Drilling down into the student evaluations by reading through the optional written comments reassured me that the semester was a success. Multiple students, sometimes at length, spoke about the educational quality of the semester, saying how much they had learned in a short time, how much they appreciated the opportunity of in-person classes, and that they saw me as an effective and warm and compassionate professor. I again am being deliberately vague here, but the complimentary comments by this fall’s students echo those I have received in the past. This again suggests that this fall semester was experienced by most of the students in much the same way as had students in pre-pandemic years. One of those comments summed up their appreciation of in-person teaching by saying, “[y]our class and presence felt like a refuge from the craziness.”

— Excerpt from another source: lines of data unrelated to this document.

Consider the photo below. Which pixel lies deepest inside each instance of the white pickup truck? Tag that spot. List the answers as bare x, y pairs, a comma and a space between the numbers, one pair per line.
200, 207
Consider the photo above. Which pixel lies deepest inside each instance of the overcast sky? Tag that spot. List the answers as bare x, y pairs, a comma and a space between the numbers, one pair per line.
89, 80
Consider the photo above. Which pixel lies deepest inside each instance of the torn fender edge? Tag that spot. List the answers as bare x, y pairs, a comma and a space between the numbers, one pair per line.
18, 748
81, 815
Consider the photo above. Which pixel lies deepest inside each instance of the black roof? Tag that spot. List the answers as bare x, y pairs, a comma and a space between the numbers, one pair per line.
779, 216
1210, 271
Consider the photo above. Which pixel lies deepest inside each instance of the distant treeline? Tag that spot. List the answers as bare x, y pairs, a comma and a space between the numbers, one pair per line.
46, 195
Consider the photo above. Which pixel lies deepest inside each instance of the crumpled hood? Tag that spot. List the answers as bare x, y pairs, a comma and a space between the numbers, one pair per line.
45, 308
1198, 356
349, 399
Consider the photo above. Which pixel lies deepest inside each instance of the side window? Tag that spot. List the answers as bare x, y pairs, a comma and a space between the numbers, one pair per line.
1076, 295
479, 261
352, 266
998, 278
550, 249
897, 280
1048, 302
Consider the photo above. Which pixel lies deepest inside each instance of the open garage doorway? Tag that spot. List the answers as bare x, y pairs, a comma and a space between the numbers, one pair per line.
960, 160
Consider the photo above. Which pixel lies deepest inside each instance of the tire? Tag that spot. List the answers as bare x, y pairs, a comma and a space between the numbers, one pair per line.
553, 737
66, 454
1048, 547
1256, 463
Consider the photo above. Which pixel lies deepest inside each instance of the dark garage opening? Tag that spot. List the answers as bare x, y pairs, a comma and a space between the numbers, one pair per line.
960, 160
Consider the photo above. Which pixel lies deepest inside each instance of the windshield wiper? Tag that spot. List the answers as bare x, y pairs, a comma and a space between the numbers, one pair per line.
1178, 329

Objective Evidence Part Two: Exams:

An objective measurement of teaching effectiveness in the hybrid format comes in the crucial summative evaluation of the students’ performance through grades.

This fall’s Civil Procedure exams were strong and encouragingly so. The large middle of the class was just as robust as in any other year. And likewise the top of the class remained powerful, including one exam that stands among the best I’d seen in thirty years of teaching. Overall, the results on the multiple choice segment were right in line with what would be expected in any year. And, despite perhaps having a harder essay question than in some years, the responses also very strong and at least as good as in prior years.

So by the measure that the proof is in the tasting of the pudding, the pudding tasted pretty delicious at the end of the semester. The exams I received leaves me with every confidence that this year’s first-year students as a group ended their first semester strongly positioned to succeed in the next two years of law school, on the bar, and in the profession.

*          *          *

Overall, I’d have to give at least two (more likely two-and-a-half) cheers for the surprisingly strong quality of in-person instruction during the challenges of the pandemic.


[Note: I have revised the opening of this post to correct typographical errors and to clarify that this post is directed to those fortunate enough to have the opportunity to teach in person, while recognizing that choice is not available collectively or individually to many.]